The recall affects 47 varieties of refrigerated cookie dough marketed under the Toll House brand, including tubs, tubes and some seasonal flavors that have been discontinued, according to Nestle.

President Barack Obama’s proposed budget for the year beginning Oct. 1, with more than $1 billion for food safety, contains $259 million for FDA food regulators. Lawmakers have proposed legislation that would give the FDA power to order recalls of food products and expand the agency’s access to records during a food emergency.

“This most recent E. coli outbreak serves as a reminder that Congress must pass the strongest food safety legislation possible to protect our food supply,” said U.S. Representative Rosa DeLauro, a Connecticut Democrat, in an e-mailed statement today.

Peanuts, Pistachios

A salmonella outbreak in peanut products sickened hundreds of people earlier this year and led to one of the largest food recalls in U.S. history. The FDA acted immediately when signs of salmonella in pistachios arose March 30, the day Deputy Commissioner Josh Sharfstein started his job. He issued a public alert, prodded industry groups to set up a consumer Web site, and “kept the pistachio thing from becoming the peanut thing,” Bill Hubbard, a retired FDA associate commissioner, said in a May 14 phone interview. “The peanut thing was a mess.”

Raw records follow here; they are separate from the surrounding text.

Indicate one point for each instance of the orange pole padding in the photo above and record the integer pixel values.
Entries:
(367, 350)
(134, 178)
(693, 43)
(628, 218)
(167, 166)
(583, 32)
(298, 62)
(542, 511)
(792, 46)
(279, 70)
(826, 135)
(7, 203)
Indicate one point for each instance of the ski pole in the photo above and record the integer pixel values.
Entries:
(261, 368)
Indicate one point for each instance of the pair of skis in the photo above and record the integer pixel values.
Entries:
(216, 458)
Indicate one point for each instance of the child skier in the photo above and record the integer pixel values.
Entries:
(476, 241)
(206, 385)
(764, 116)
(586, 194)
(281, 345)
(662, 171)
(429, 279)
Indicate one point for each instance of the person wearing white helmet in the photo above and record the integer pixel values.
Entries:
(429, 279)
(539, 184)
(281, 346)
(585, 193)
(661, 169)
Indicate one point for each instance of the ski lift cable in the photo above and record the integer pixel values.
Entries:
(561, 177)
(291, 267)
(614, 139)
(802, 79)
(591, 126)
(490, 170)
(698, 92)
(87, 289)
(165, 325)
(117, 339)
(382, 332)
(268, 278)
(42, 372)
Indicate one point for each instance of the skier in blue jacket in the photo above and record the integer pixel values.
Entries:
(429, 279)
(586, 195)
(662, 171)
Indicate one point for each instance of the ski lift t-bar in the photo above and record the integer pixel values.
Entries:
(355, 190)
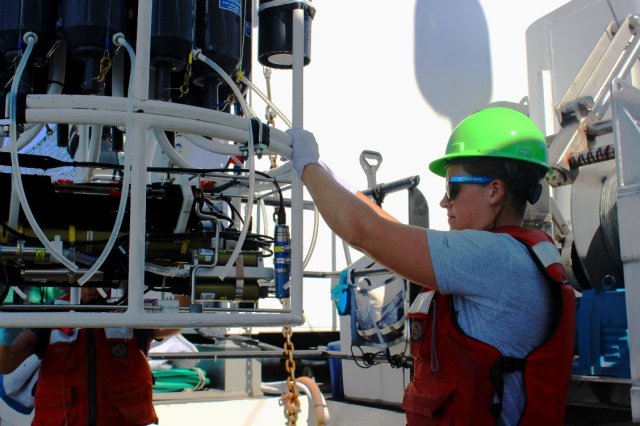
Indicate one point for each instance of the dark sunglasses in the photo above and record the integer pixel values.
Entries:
(454, 182)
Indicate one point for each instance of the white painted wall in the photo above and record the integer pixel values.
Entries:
(395, 77)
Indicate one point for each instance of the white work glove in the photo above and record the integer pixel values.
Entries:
(305, 149)
(8, 336)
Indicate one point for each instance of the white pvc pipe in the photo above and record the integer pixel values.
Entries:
(280, 142)
(213, 145)
(30, 38)
(266, 99)
(124, 194)
(248, 207)
(136, 144)
(296, 184)
(197, 53)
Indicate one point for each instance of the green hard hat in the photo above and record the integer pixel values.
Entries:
(495, 132)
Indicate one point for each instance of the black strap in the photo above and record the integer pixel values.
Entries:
(504, 365)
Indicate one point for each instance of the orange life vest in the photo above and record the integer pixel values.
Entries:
(94, 377)
(456, 386)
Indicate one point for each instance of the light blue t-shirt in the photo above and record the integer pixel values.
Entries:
(500, 295)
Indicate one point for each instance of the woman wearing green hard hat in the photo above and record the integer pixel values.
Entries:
(492, 333)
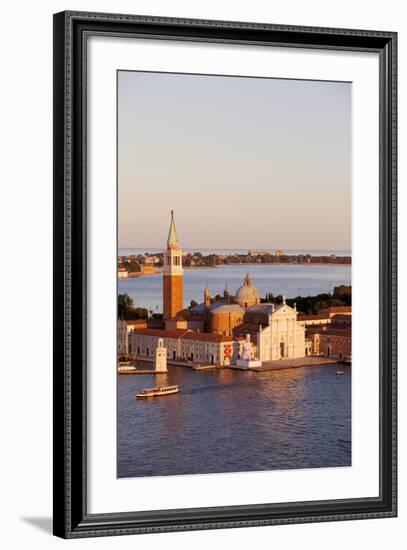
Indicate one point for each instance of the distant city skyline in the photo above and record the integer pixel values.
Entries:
(245, 163)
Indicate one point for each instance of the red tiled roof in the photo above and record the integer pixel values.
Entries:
(207, 337)
(338, 332)
(336, 309)
(161, 333)
(303, 317)
(246, 327)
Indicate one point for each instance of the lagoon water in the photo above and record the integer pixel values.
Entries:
(234, 421)
(290, 280)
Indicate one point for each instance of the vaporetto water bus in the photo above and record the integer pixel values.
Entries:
(155, 392)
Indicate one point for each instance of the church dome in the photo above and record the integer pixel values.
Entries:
(247, 295)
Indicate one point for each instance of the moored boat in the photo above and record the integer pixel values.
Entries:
(155, 392)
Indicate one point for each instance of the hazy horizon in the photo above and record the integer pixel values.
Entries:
(245, 163)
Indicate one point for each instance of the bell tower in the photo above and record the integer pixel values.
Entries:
(172, 274)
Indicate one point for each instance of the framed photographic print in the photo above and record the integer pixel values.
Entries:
(225, 274)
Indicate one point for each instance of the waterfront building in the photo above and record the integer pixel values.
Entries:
(172, 274)
(160, 363)
(122, 273)
(215, 330)
(185, 345)
(333, 339)
(247, 295)
(122, 338)
(336, 310)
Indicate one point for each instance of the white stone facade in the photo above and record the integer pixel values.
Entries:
(283, 337)
(122, 338)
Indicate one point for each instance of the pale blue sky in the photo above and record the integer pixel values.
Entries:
(243, 162)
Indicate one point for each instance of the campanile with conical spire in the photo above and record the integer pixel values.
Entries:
(172, 274)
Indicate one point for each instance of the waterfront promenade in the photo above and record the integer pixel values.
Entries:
(308, 361)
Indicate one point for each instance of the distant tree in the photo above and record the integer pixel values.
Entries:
(124, 304)
(320, 304)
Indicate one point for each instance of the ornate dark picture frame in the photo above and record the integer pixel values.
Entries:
(71, 518)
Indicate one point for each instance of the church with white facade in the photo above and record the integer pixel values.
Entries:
(215, 331)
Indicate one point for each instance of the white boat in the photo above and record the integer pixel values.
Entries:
(155, 392)
(126, 368)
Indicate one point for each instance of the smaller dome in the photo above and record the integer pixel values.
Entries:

“We are learning from each outbreak and therefore we are reacting faster as they occur,” FDA spokesman Herndon said today in an e-mail.

Nestle gained 90 cents, or 2.3 percent, to 40.14 Swiss francs at the close of trading in Zurich.

The CDC, leading the investigation, didn’t return voice- mail messages seeking comment.

The Toll House cookie brand is named for the Toll House Inn in Whitman, Massachusetts, whose owner, Ruth Wakefield, is credited with inventing the chocolate chip cookie in the 1930s, according to Nestle’s Web site.

Nestle’s ice cream brands that contain Tollhouse cookie dough ingredients, including Dreyer’s and Edy’s, aren’t involved in the recall, the company said in a separate statement today.